A new method developed in Britain over the past 17 years for extracting oil is now at the forefront of plans to exploit a massive heavy oilfield in Canada.
Duvernay Petroleum is to use the Toe-to-Heel Air Injection (THAI) system developed at Bath University at its site at Peace River in Alberta, Canada.
Unlike conventional light oil, heavy oil is very viscous, like syrup, or even solid in its natural state underground, making it very difficult to extract. But heavy oil reserves that could keep the planet’s oil-dependent economy going for a hundred years lie beneath the surface in many countries, especially in Canada.
Although heavy oil extraction has steadily increased over the last ten years, the processes used are very energy intensive, especially of natural gas and water. But the THAI system is more efficient, and this, and the increasing cost of conventional light oil, could lead to the widespread exploitation of heavy oil.
‘Conventional light oil such as that in the North Sea or Saudi Arabia is running out and getting more expensive to extract. That’s why the pressure is on to find an efficient way of extracting heavy oil,’ said Prof Malcolm Greaves, who developed the THAI process.
THAI uses a system where air is injected into the oil deposit down a vertical well and is ignited. The heat generated in the reservoir reduces the viscosity of the heavy oil, allowing it to drain into a second, horizontal well from where it rises to the surface.

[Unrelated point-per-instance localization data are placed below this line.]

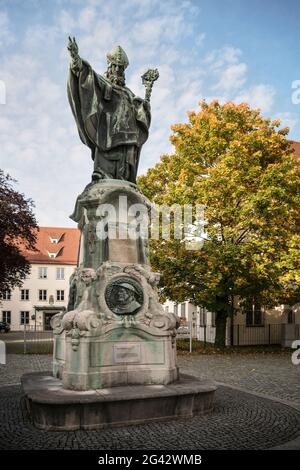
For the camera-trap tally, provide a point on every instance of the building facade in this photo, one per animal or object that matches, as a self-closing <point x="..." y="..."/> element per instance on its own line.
<point x="45" y="290"/>
<point x="252" y="325"/>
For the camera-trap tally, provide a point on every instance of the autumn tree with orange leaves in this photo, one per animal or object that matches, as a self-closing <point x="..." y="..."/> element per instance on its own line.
<point x="242" y="168"/>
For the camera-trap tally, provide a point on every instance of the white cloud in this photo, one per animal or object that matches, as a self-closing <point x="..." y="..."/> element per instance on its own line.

THAI is very efficient, recovering about 70 to 80 per cent of the oil, compared to only 10 to 40 per cent using other technologies.
Duvernay Petroleum’s heavy oil field in Peace River contains 100 million barrels and this will be a first test of THAI on heavy oil, for which it was originally developed. Duvernay Petroleum has signed a contract with the Canadian firm Petrobank, which owns THAI, to use the process.
The THAI process was first used by Petrobank at its Christina Lake site in the Athabasca Oil Sands, Canada, in June 2006 in a pilot operation which is currently producing 3,000 barrels of oil a day. This was on deposits of bitumen – similar to the surface coating of roads – rather than heavy oil.
Petrobank is applying for permission to expand this to 10,000 barrels a day, though there is a potential for this to rise to 100,000.
The 50,000 acre site owned by Petrobank contains an estimated 2.6 billion barrels of bitumen. The Athabasca Oil Sands region is the single largest petroleum deposit on earth, bigger than that of Saudi Arabia.
‘When the Canadian engineers at the Christina Lake site turned on the new system, in three separate sections, it worked amazingly well and oil is being produced at twice the amount that they thought could be extracted,’ said Prof Greaves.
‘It’s been quite a struggle to get the invention from an idea to a prototype and into use, over the last 17 years. For most of the time people weren’t very interested because heavy oil was so much more difficult and expensive to produce than conventional light oil. But with light oil now hitting around $100 a barrel, it’s economic to think of using heavy oil, especially since THAI can produce oil for less than $10 a barrel,’ he added.
Professor Greaves, who was previously Assistant Professor at the University of Saskatchewan in Canada, and who also worked with Shell and ICI in the UK, is looking at making THAI even more efficient using a catalyst add-on process called CAPRI.
This process was also developed by Prof Greaves’ team at Bath and is intended to turn heavy oil into light while still in the reservoir underground. The CAPRI research has recently been awarded funding of £800,000 from the Engineering and Physical Sciences Research Council, including £60,000 from Petrobank.